A.  WITH ALL DUE RESPECT, THE FACTUAL FINDINGS OF THE [RTC] AND THE [CA] ARE CONTRADICTORY WHICH MERITS A REVIEW BY THE HONORABLE COURT OF THE FACTS EXTANT IN THIS CASE, x x x

B.  THE DECISION OF THE HONORABLE [CA] IS CONTRARY TO THE FACTS AND EVIDENCE PRESENTED, AND CONTRADICTS AS WELL, THE LAW AND JURISPRUDENCE.

C. THE HONORABLE [CA] ERRED IN RULING THAT, BECAUSE THE MOA REFERRED TO BOTH THE RESTRUCTURING AGREEMENT AND CREDIT LINE AGREEMENT, THEY ARE COMPLEMENTARY CONTRACTS [AND] SHOULD BE CONSTRUED TOGETHER, AND THUS[,] THE CREDIT LINE AGREEMENT AND THE RESTRUCTURING AGREEMENT SHOULD NOT BE TREATED INDEPENDENTLY OF EACH OTHER.

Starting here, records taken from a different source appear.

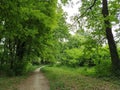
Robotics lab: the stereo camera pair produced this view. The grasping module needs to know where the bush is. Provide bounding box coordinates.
[95,60,112,77]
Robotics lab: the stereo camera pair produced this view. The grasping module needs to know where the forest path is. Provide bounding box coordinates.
[18,67,50,90]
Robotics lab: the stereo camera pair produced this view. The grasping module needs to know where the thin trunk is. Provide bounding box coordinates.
[102,0,119,68]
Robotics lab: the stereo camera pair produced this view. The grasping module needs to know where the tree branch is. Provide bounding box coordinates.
[80,0,97,17]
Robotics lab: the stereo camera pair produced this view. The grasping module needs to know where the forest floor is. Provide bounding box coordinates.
[17,68,50,90]
[41,67,120,90]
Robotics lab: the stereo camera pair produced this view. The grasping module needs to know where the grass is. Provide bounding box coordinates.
[42,67,120,90]
[0,66,40,90]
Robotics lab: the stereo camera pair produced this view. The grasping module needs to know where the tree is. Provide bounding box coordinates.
[77,0,119,69]
[102,0,120,69]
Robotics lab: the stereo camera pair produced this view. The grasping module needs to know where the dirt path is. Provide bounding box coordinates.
[18,68,50,90]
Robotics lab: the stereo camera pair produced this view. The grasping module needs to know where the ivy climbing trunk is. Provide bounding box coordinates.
[102,0,119,69]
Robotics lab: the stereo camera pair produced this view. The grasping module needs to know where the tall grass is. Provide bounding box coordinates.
[42,67,120,90]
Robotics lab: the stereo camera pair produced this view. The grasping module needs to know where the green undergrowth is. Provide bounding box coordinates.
[42,66,120,90]
[0,66,40,90]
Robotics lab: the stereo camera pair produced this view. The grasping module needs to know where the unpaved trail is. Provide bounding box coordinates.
[18,68,50,90]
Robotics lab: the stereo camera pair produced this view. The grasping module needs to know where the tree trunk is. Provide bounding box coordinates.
[102,0,119,69]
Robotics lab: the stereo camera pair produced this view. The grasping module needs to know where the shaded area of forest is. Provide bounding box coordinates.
[0,0,120,89]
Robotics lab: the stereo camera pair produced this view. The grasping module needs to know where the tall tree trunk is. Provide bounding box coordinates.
[102,0,119,69]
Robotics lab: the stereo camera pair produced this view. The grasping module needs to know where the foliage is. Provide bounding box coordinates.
[42,67,119,90]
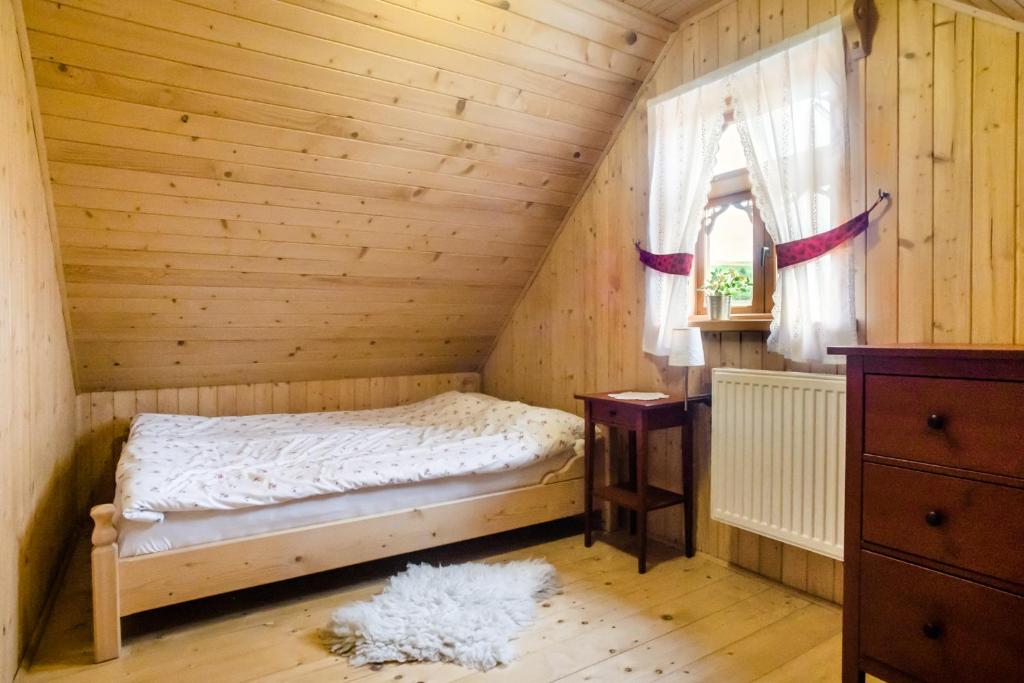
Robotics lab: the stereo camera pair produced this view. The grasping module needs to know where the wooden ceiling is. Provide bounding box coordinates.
[620,0,716,23]
[26,0,675,391]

D.  THE HONORABLE [CA] ERRED IN RULING THAT, THE TERMS OF THE CREDIT LINE AGREEMENT AND [THE] MOA SHOW THAT THE PROCEEDS OF THE CREDIT LINE MAY BE APPLIED TO INTEREST PAYMENTS ON THE RESTRUCTURED LOAN; AND THAT, PETITIONERS HAD AUTHORIZED UNION BANK TO SET-OFF OR APPLY TO THE PAYMENT OF ANY AND ALL OBLIGATIONS, INCLUDING INTEREST PAYMENTS ON THE RESTRUCTURED LOAN, OF PETITIONERS TO UNION BANK WHETHER DUE OR TO BECOME DUE, ANY AMOUNT BELONGING TO PETITIONERS WHICH MAY COME INTO UNION BANK'S POSSESSION BY WAY OF DEPOSIT OR TO THE CREDIT OF OR BELONGING TO THE PETITIONERS.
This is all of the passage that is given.